このブログでも徘徊スナップのカテゴリーを作っており、暇さえあればスナップしているのだが、ふと気を抜くとカメラに説明を委ねてしまっているのに気づく。
写真を見ると、人は写真に写っている「良いもの」を探す。何か写真に撮るだけの良いもの、特別なものがあったからわざわざカメラを取り出して撮ったに違いない、と人は考えるのだ。
スマホ全盛、写真を撮ることへのためらいが写真史の中で最も小さくなった現代においても、まだ「写真があるということは、何かしら特別なものがあり、それを記録して他者と共有する意思があるはずだ」という目で見てくれる善意はある。そうでなければSNSなど成立しないのだ。
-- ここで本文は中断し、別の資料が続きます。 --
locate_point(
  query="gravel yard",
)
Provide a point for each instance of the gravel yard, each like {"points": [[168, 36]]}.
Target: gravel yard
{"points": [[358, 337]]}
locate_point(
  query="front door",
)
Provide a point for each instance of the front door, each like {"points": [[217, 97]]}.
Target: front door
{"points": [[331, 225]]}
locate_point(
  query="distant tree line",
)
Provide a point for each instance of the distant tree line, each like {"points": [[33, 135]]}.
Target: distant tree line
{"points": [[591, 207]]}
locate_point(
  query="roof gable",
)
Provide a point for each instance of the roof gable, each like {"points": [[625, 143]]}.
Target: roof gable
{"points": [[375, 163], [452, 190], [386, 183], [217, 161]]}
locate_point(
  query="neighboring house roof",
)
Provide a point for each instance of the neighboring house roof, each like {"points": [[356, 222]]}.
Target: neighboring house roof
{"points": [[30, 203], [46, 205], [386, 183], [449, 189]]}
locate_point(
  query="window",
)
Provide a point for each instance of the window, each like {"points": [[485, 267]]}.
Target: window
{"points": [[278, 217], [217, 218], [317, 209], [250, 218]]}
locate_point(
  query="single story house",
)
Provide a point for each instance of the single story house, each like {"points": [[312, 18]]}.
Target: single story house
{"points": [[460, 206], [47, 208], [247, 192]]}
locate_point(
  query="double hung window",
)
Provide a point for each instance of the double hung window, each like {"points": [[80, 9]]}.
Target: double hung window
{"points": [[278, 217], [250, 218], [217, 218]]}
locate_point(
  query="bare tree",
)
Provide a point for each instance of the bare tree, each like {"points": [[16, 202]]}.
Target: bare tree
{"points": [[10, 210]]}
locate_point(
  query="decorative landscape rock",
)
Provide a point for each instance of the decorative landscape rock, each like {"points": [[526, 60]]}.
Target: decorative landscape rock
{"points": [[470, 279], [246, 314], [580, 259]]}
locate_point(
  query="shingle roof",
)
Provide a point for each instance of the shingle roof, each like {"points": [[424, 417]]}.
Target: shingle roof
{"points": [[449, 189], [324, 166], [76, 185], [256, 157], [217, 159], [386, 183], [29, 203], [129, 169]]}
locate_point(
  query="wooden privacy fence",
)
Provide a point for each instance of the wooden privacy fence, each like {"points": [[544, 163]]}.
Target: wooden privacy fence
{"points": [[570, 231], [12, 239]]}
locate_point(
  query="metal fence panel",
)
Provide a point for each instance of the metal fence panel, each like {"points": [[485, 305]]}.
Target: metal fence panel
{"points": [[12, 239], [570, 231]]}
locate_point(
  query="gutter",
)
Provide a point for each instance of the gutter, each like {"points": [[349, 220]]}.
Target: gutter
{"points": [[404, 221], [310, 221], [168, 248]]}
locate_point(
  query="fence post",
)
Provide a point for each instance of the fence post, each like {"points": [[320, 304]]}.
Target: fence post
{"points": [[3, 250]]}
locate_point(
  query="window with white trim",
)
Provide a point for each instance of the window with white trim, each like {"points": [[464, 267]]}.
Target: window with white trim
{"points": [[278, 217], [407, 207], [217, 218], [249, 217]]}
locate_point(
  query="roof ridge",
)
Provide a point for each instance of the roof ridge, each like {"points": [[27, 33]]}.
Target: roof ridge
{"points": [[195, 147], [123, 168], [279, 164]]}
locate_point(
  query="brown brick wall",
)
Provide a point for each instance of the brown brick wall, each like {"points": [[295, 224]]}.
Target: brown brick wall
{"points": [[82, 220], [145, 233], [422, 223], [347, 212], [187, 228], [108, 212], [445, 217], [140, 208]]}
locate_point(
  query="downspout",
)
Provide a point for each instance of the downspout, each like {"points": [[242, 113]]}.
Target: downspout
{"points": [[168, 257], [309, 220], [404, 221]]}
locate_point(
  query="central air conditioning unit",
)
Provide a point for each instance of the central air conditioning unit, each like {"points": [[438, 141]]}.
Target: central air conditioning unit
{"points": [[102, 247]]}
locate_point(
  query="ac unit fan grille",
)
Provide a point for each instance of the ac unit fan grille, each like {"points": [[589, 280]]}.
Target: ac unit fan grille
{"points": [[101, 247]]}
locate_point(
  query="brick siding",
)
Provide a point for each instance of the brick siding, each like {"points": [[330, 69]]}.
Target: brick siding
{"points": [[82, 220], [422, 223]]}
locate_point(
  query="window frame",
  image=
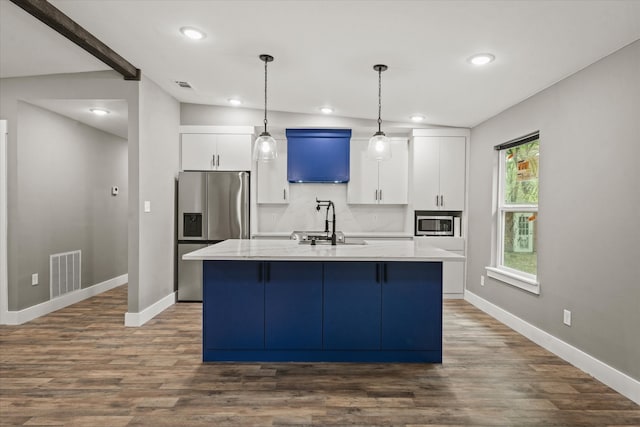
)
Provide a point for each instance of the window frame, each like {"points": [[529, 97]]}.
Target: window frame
{"points": [[521, 279]]}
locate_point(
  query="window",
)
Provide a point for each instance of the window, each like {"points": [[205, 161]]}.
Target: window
{"points": [[516, 258]]}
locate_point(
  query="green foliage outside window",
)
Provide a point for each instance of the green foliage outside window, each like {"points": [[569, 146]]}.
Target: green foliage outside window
{"points": [[521, 188]]}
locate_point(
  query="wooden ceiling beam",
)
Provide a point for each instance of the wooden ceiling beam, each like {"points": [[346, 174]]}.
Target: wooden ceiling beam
{"points": [[54, 18]]}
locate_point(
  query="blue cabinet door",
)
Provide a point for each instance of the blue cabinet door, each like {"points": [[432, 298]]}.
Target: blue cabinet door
{"points": [[351, 306], [411, 306], [233, 305], [293, 305]]}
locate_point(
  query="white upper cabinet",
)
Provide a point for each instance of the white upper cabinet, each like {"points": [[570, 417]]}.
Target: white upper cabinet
{"points": [[378, 182], [272, 183], [439, 172], [201, 148]]}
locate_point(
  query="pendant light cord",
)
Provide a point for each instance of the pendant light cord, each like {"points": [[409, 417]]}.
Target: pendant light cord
{"points": [[265, 95], [379, 99]]}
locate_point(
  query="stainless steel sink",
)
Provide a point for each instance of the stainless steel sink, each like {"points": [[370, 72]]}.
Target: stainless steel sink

少なくともこの鑑賞側の立場は普遍的といって良いはずで、だから抽象絵画を目にした時など、自分が向けた善意が消化不良になって損したような気持ちになったりする。わけのわからない図形としてただ目を楽しませても良いのだが、ほとんどの人は意味を、つまり画家がそれを描いた意図を知りたがるのである。この出っ張りは牛の角ですか? といった具合だ。
写真は恐ろしいほどの具象の力を持っているが、その力に依存して「押せば写る、されば見える」と思い込んでしまっていないだろうか。
海の青を見て、その青は一体どんな青なのか、なぜ写真にするべきと撮る自分が感じたのかが、外形的にありありと分かるように撮れているだろうか。
撮る時点でもRAW現像する時点でも、そのことを考えながらやらねば、写真の撮影がただの作業になってしまってよろしくない。量を撮ると中身がおろそかになりがちだから、時には風景写真のように1カットに全力を注ぐ撮影もしたほうが良さそうだ。